Stripe implemented four types of rate limiters for these problems.
First is the Request Rate Limiter. This limiter restricts each user to a certain number of requests per second. This was the most used limiter at Stripe and the most important one to prevent abuse. They implemented a feature that allows for brief bursting above the limit to accommodate for large-scale events, such as flash sales.
They also added the Concurrent Request Limiter. This limiter caps the number of API requests in progress at the same time. This was particularly useful for controlling resource-intensive endpoints.
The last two were load shedders. The Fleet Usage Load Shedder ensures a specific percentage of the fleet is always available for crucial API requests. It reserves a fraction of the infrastructure for critical requests, and any non-critical request over their allowed allocation is rejected.
The Worker Utilization Load Shedder protects the set of workers that handle incoming requests from getting overwhelmed. It slowly starts shedding less-critical requests, starting with test mode traffic, to ensure workers remain available for critical requests.
Stripe uses the token bucket algorithm for rate limiting. The algorithm uses a centralized bucket host where tokens are taken on each request, with new tokens gradually dripped into the bucket. If the bucket is empty, the request is rejected.
They implemented their rate limiters using Redis, which could either be self-hosted or through a managed service like Amazon’s ElastiCache.
Implementing rate limiters proved to be an effective solution for Stripe to manage their growing user base and maintain the reliability of their API. They began with the Request Rate Limiter and gradually introduced other limiters over time as they scaled their operations. Their experience showcases the importance of proper rate limiting strategies and practices to maintain service reliability and prevent abuse.
Here are some best practices to consider when building a rate limiter for the real world.
A rate limiter is usually in the most critical path of an application. Make sure that if there were bugs in the rate limiting code, requests could continue to be processed. This means carefully catching errors at all levels so any bugs or operational errors would fail open. This includes handling any errors from the data store like Redis if the rate limiter relies on one.
One thing to note is that while fail-open should be a default, it could also expose the application to abuse.

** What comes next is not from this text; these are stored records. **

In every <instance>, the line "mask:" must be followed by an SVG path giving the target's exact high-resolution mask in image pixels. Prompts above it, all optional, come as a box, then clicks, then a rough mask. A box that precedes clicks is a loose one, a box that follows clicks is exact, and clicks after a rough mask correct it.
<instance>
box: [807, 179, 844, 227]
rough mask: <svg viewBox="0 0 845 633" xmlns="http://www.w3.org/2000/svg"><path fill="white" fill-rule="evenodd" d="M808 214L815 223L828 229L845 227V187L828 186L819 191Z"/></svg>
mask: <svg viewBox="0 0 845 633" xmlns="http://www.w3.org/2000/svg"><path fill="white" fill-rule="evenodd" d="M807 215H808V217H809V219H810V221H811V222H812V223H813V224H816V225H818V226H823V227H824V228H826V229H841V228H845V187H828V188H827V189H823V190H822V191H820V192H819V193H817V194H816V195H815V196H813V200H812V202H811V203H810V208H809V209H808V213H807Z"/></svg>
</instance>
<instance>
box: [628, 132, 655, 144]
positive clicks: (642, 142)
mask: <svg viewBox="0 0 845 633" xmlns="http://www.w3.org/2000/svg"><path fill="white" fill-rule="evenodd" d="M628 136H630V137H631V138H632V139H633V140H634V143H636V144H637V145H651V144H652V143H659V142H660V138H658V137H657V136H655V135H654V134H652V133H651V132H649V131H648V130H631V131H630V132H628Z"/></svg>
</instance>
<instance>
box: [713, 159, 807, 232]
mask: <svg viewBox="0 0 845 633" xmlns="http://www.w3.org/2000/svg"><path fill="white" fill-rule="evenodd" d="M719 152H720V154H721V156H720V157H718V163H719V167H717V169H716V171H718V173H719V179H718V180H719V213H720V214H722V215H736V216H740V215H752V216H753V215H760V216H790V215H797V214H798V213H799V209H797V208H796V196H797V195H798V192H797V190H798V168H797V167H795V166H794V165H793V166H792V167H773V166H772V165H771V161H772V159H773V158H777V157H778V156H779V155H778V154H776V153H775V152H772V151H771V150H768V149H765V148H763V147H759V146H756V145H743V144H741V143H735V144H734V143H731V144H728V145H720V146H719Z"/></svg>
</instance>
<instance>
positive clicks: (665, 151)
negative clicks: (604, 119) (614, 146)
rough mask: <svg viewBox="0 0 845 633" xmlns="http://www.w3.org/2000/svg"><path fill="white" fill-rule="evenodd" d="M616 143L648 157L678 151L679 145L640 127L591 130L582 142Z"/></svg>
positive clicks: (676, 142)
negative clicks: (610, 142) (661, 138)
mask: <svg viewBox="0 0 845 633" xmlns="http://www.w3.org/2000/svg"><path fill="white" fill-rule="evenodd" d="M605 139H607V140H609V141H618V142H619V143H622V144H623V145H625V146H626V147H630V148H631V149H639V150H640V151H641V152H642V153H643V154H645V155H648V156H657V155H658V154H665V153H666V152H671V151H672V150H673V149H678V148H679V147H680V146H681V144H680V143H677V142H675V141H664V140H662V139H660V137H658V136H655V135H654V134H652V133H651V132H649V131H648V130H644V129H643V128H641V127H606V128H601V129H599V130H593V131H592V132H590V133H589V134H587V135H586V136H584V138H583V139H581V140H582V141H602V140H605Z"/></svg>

For some services, it might make sense to fail open for paying customers, while fail close for non-paying ones.
With the rate limiter in such a critical path, we should consider adding a kill switch to disable it if necessary. Feature flag is a fine mechanism to implement such a kill switch.
It is important to have regular monitoring, alerts, and metrics to help understand when limiters are triggered and if adjustments are necessary.
We should show the users clearly when the rate limit is hit. This gives the caller an opportunity to handle the rate limit errors correctly (instead of blindly retrying, and putting undue pressure on the service).
There is no industry standard for showing rate limit errors. For APIs, it is common to return HTTP 429 (Too Many Requests) or HTTP 503 (Service Unavailable). Additional information is also included in the response headers to inform the caller three pieces of information - rate limit ceiling, rate limit remaining, and rate limit reset time.
We should also include the standard Retry-After header to inform the caller when to retry.
Before fully enforcing rate limiters, dark launching can be useful to observe the potential impact. By observing the rate limiter without actually denying requests, we can gauge whether the right traffic is being flagged and fine-tune the thresholds.
Rate limiting is a fundamental tool in our toolkit when preparing our service for scalability. While it may not be necessary to implement all the different rate limiting strategies from day one, they can be gradually introduced as the need arises.
When implemented correctly, it provides an efficient mechanism to prevent abuse and ensure fair usage, all while maintaining a positive user experience. It's a balancing act, but with careful planning and attention to detail, it's entirely achievable.